やっぱり、見覚えがあって、知ってる人だ。

けれど―――



「こんにちは」

「あぁ。久しぶりだね。長旅で疲れていないか?国境越えはどう?大変だっただろう?」

「ぁ、国境は、わたし眠っていたものですから、わからないんです。えっと、あなたは―――?」



にこっと笑んで、首を傾げて見つめてみる。

すると、青年の表情がふわりと柔らかくなって、大きく一歩近づいてきた。

エミリーの頭の中で、いろんなシーンの記憶はよみがえる。

そのはしっこに、いつもいたこのお方。

行動がとても印象的だから、却って肝心なものをすぐに忘れてしまう。



―――えっと、お名前は、何だったかしら。レ・・・がついていたような?



「あぁ、私は昨日のうちに来たんだ。毎年来るから国境越えは慣れてるが、それでも、ヒヤッとすることがある。だから君は、眠ってて正解だよ。全く。

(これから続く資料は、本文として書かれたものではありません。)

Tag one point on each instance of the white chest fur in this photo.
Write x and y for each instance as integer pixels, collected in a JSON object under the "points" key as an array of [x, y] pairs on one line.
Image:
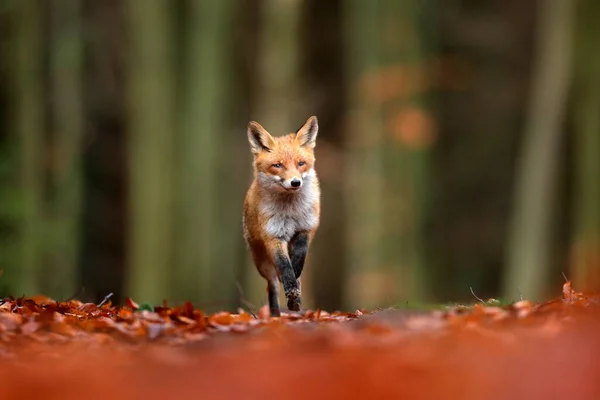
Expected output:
{"points": [[289, 214]]}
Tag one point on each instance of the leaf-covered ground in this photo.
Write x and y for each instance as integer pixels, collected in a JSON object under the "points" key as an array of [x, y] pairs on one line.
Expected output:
{"points": [[71, 350]]}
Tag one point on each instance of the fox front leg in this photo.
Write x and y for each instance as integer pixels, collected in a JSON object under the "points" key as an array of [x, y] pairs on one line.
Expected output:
{"points": [[298, 249], [282, 262]]}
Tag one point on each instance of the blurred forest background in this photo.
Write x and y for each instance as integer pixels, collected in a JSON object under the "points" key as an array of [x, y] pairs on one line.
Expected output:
{"points": [[458, 146]]}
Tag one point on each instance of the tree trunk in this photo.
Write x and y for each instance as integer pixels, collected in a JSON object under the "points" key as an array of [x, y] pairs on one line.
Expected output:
{"points": [[529, 240], [586, 236], [203, 271], [150, 149], [364, 173], [67, 112], [410, 130], [29, 129]]}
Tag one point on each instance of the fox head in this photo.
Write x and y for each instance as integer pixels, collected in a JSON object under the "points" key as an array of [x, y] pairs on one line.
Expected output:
{"points": [[284, 163]]}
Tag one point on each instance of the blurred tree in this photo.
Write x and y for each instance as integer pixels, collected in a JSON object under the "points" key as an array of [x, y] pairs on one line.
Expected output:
{"points": [[151, 125], [201, 263], [67, 123], [364, 169], [105, 214], [585, 246], [405, 88], [28, 95], [324, 94], [529, 240]]}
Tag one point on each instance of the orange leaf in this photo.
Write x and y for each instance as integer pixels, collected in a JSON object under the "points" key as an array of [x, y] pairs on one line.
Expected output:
{"points": [[132, 304]]}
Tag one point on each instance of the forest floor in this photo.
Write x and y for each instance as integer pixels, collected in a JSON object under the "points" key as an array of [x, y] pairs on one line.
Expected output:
{"points": [[75, 350]]}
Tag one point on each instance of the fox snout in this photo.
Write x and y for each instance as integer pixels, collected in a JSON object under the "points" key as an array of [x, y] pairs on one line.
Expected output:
{"points": [[293, 183]]}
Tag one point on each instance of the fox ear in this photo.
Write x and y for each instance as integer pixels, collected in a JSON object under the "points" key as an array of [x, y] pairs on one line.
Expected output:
{"points": [[259, 138], [307, 135]]}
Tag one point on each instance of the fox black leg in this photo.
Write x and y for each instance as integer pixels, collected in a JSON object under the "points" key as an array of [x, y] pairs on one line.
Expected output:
{"points": [[273, 289], [298, 251], [290, 284]]}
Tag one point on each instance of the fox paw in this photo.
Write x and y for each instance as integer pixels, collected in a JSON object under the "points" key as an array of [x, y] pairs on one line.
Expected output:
{"points": [[294, 300]]}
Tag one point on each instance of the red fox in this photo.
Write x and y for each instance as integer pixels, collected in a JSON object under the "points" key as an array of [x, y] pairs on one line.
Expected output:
{"points": [[282, 208]]}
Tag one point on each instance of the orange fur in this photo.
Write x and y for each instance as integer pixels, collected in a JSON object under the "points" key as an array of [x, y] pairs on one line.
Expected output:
{"points": [[280, 220]]}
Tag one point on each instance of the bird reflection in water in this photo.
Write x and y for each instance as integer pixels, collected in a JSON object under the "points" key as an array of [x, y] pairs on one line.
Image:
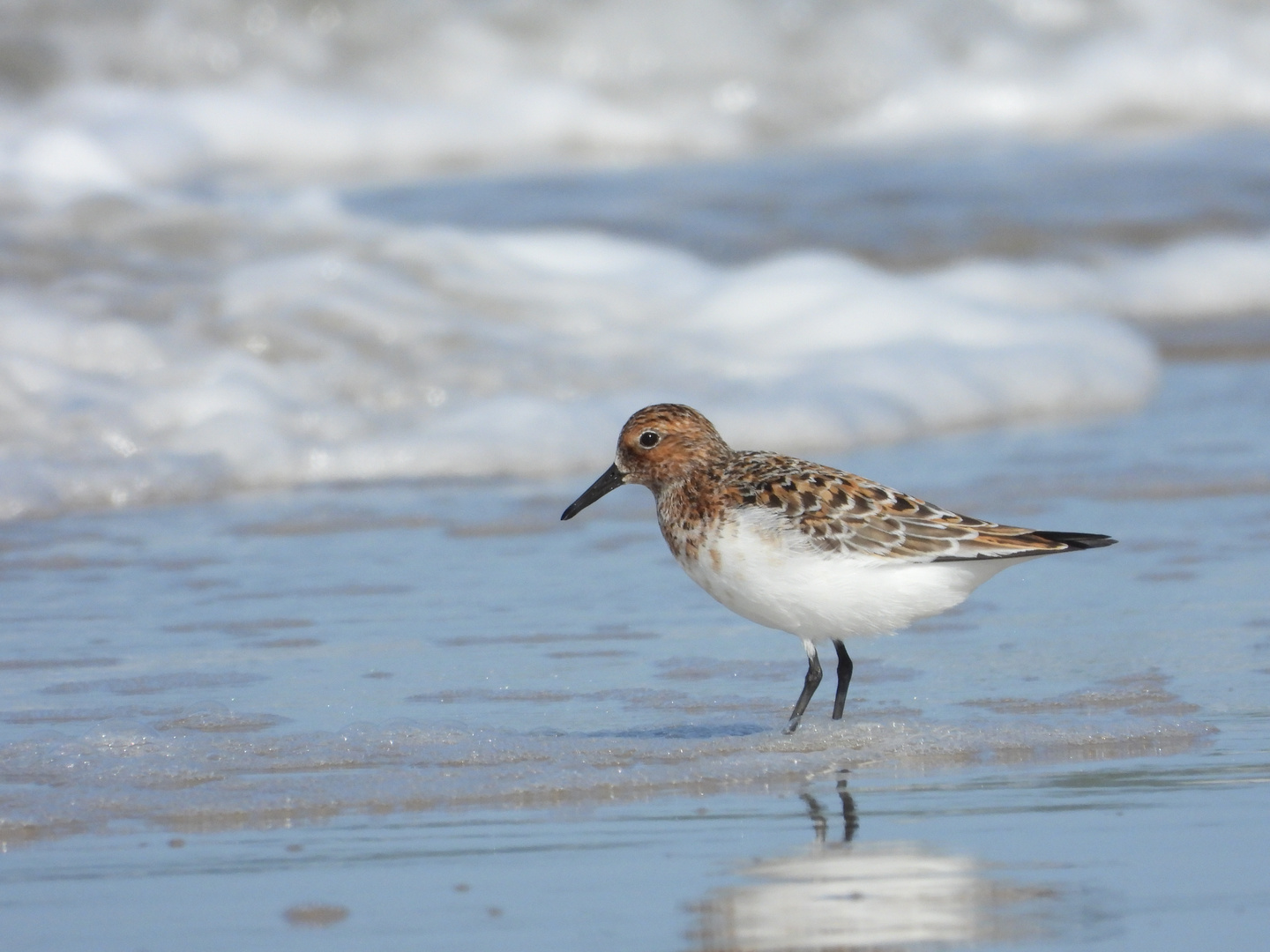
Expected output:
{"points": [[850, 822], [850, 895]]}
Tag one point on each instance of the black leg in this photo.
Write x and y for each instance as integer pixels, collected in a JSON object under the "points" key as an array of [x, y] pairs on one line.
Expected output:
{"points": [[845, 669], [810, 684]]}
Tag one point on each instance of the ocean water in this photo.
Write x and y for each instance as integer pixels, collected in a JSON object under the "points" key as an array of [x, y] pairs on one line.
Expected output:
{"points": [[315, 315]]}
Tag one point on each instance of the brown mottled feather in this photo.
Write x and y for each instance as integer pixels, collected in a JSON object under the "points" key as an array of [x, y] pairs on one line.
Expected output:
{"points": [[696, 478], [839, 512]]}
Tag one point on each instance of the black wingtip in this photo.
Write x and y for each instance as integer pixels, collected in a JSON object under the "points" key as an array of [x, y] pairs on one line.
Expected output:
{"points": [[1077, 541]]}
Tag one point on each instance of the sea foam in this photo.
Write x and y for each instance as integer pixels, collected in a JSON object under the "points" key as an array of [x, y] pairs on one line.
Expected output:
{"points": [[197, 349], [100, 97]]}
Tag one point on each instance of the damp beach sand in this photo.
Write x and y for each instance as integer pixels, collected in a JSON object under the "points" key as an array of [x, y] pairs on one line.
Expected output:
{"points": [[429, 710], [314, 316]]}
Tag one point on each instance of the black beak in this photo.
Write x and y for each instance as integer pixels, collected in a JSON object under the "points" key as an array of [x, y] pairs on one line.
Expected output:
{"points": [[606, 484]]}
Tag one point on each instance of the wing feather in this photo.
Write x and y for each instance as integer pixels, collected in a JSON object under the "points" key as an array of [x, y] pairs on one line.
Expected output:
{"points": [[839, 512]]}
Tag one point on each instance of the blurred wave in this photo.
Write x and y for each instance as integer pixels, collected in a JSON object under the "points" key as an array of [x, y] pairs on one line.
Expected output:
{"points": [[190, 306], [143, 92]]}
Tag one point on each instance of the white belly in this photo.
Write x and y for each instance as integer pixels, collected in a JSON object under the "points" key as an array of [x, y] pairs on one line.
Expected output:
{"points": [[776, 577]]}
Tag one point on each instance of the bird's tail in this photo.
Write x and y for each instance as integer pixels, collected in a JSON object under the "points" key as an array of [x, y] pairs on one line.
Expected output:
{"points": [[1077, 539]]}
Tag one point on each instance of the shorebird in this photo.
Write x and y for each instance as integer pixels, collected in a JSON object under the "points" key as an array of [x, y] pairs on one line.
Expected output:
{"points": [[820, 554]]}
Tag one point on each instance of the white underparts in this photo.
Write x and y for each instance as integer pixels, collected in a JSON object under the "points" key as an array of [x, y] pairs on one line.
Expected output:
{"points": [[759, 568]]}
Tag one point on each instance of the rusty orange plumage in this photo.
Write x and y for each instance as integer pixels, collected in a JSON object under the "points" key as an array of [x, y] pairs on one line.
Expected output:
{"points": [[807, 548]]}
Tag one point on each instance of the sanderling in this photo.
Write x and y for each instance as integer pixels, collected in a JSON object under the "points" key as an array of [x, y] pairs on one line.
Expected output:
{"points": [[807, 548]]}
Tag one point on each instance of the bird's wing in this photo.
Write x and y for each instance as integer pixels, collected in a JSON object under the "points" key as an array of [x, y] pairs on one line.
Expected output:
{"points": [[839, 512]]}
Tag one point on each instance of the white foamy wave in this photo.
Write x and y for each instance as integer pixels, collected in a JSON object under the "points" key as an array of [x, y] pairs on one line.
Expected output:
{"points": [[1194, 279], [188, 351], [109, 98]]}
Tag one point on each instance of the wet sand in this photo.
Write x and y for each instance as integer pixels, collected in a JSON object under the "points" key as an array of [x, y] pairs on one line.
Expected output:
{"points": [[423, 712]]}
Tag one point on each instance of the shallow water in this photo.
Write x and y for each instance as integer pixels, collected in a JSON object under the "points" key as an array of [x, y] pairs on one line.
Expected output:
{"points": [[444, 712], [315, 315]]}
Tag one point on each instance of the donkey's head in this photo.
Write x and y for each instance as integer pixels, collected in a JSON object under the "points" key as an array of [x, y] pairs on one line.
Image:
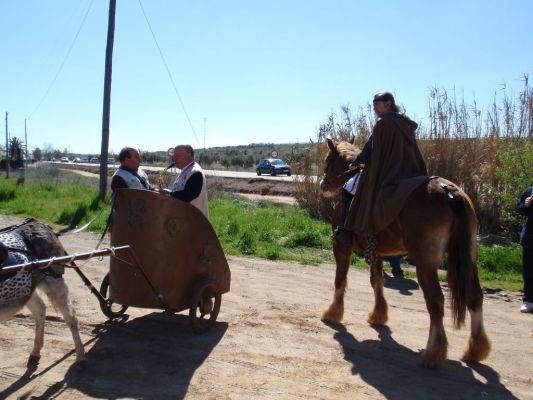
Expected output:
{"points": [[340, 155]]}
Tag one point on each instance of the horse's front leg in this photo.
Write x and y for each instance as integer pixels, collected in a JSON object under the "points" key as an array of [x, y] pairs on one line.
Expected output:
{"points": [[379, 314], [437, 345], [343, 256], [38, 312]]}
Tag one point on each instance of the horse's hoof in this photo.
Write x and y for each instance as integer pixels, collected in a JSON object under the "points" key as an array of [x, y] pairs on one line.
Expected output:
{"points": [[332, 317], [377, 318], [33, 361], [432, 361], [477, 349]]}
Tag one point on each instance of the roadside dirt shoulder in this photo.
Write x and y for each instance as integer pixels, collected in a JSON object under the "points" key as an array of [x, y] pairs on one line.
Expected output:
{"points": [[268, 343]]}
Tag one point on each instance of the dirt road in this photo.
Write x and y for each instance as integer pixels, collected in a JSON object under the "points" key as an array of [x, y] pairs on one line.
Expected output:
{"points": [[268, 343]]}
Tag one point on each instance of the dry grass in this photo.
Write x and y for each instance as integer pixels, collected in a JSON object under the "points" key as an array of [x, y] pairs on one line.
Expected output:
{"points": [[462, 144]]}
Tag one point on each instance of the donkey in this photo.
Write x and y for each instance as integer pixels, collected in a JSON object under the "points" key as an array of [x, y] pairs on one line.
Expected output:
{"points": [[23, 243], [437, 218]]}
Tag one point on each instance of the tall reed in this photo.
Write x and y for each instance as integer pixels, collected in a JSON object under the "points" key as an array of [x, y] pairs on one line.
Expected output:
{"points": [[474, 148]]}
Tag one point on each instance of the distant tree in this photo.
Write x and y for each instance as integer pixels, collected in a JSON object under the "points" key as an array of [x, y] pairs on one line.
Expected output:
{"points": [[249, 161], [37, 154]]}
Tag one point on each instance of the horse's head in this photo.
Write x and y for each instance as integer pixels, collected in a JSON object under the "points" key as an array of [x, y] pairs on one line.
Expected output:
{"points": [[340, 155]]}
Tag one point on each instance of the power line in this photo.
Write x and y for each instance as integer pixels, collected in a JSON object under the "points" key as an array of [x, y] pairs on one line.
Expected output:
{"points": [[169, 74], [64, 60]]}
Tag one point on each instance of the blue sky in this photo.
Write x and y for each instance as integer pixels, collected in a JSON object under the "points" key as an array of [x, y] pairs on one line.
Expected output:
{"points": [[246, 71]]}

ここは美しい国だが、あれだけはいただけないな。あぁ、どの道君は、アランにしっかり守られているか。彼の平常心は尋常じゃないからな」



彼には、風の神もひれ伏すんじゃないか?

馬車もそうそう揺れなかっただろう。

そう言って、ハハハと笑う。

はきはきとものを言って、爽やかで快活な感じ。



えっと、そう。

このお方はルーベンの―――



「で、アランは部屋か?」



グリーンの瞳が移動して、エミリーの脇にある扉を見る。

その表情が、少し訝しげだ。



「君を一人で部屋の外に出すとは、らしくないな。それに、例の厳つい護衛はどうしたんだ?何度断ってもついている、例の――」



青年の端正な顔が、訝しげなものから、眉をしかめたものに変わる。

以前あったときと同じく表情は豊かで、なんだか可笑しく思えて、エミリーは自然に笑みが零れた。



「え・・シリウスさんですか?」



そういえば。

言われるまで思いもしなかった。

シリウスの姿がどこにもない。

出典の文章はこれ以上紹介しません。